Finalmente cayó de rodillas frente a la tumba y comenzó a llorar; primero
suavemente y después de forma desgarradora sin poder entender la complejidad
del mundo; no era posible que cuando había encontrado al amor de su vida, había
sido demasiado tarde y se enfurecía con la muerte por haberle arrebatado la
oportunidad de experimentar lo que sueñan todos los seres humanos: encontrar a
alguien a quien amar.
Maldijo
mil veces a su misteriosa y fiel compañera la muerte pues sentía que le había
fallado; el joven siempre la había respetado y admirado, por lo que consideraba
como una traición que ahora no quisiera apiadarse de él dándole lo que ahora él
más quería: la vida de Mary. Pensaba que la misma muerte estaba celosa de que
él hubiera encontrado a una compañera para toda la vida.

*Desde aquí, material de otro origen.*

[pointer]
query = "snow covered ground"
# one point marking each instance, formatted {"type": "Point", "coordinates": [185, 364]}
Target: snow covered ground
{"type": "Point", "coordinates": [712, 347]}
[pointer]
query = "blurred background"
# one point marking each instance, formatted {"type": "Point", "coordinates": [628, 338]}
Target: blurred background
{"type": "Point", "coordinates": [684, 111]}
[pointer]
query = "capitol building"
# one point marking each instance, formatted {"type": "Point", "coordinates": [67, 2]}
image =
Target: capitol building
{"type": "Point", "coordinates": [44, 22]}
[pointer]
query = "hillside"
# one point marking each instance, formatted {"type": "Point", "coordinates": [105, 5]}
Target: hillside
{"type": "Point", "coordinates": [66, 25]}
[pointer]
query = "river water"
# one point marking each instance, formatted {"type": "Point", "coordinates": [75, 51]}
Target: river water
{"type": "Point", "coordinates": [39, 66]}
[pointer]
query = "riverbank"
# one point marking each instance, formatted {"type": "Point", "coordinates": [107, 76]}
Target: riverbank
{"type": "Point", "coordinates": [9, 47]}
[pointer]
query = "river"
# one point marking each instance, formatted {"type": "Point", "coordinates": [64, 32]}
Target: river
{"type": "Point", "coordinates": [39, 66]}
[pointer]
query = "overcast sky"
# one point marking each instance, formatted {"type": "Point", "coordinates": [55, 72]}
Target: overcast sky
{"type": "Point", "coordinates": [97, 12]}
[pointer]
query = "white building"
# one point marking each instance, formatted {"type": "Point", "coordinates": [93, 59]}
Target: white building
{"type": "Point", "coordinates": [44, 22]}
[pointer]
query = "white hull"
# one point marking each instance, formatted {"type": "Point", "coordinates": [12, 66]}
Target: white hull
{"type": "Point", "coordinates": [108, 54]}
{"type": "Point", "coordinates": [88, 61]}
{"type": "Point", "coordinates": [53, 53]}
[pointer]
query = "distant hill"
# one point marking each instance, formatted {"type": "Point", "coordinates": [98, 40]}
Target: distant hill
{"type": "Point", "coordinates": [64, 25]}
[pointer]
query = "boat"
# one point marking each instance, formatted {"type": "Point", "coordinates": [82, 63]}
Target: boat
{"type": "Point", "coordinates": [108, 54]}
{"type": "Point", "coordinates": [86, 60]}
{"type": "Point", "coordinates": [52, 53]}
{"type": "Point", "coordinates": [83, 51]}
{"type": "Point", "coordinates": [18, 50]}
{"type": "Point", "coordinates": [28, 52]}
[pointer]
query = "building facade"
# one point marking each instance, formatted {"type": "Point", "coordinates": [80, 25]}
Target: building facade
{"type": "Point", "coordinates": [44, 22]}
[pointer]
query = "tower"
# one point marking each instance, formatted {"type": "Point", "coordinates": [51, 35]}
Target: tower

Volteó a ver a ésta y
contempló con asombro la mirada triste que le dirigía el cadáver pues los ojos
se le habían abierto, como una reacción natural de un cuerpo sin vida; pensó
que ella también sufría al sentir el amor del joven por lo que también estaba
ansiosa por reunirse con su amante.
Joaquín
jamás se sintió tan solo que en ese momento; tal parecía que la muerte se
burlaba del amor de ambos, pues no los dejaba reunirse.
Cayó
de rodillas y comenzó a enterrar el cuchillo con rabia entre la tierra,
mientras lanzaba maldiciones hacia todo el mundo, desahogándose con los
desgarradores gritos que lanzaba al solitario viento.
De
repente se hizo la luz en su cerebro.
Sintió
como si la misma muerte se apiadara de ellos y le susurrara al joven al oído la
respuesta a sus plegarias.
Joaquín
comenzó a reír alegremente, pues ya sabía lo que tenía que hacer.
Después de todo, la
muerte no le había fallado, como jamás lo hizo; ahora sabía cómo podían él y su
amada estar juntos.
Juntos
para toda la eternidad.
Al
otro día, cuando el velador del cementerio llegó y comenzó a revisar el
terreno, se encontró con el cadáver putrefacto de una hermosa mujer, el cual
era abrazado por un joven, quien tenía las venas de las muñecas cortadas.
Y una sonrisa de felicidad en el rostro.
Y una sonrisa de felicidad en el rostro.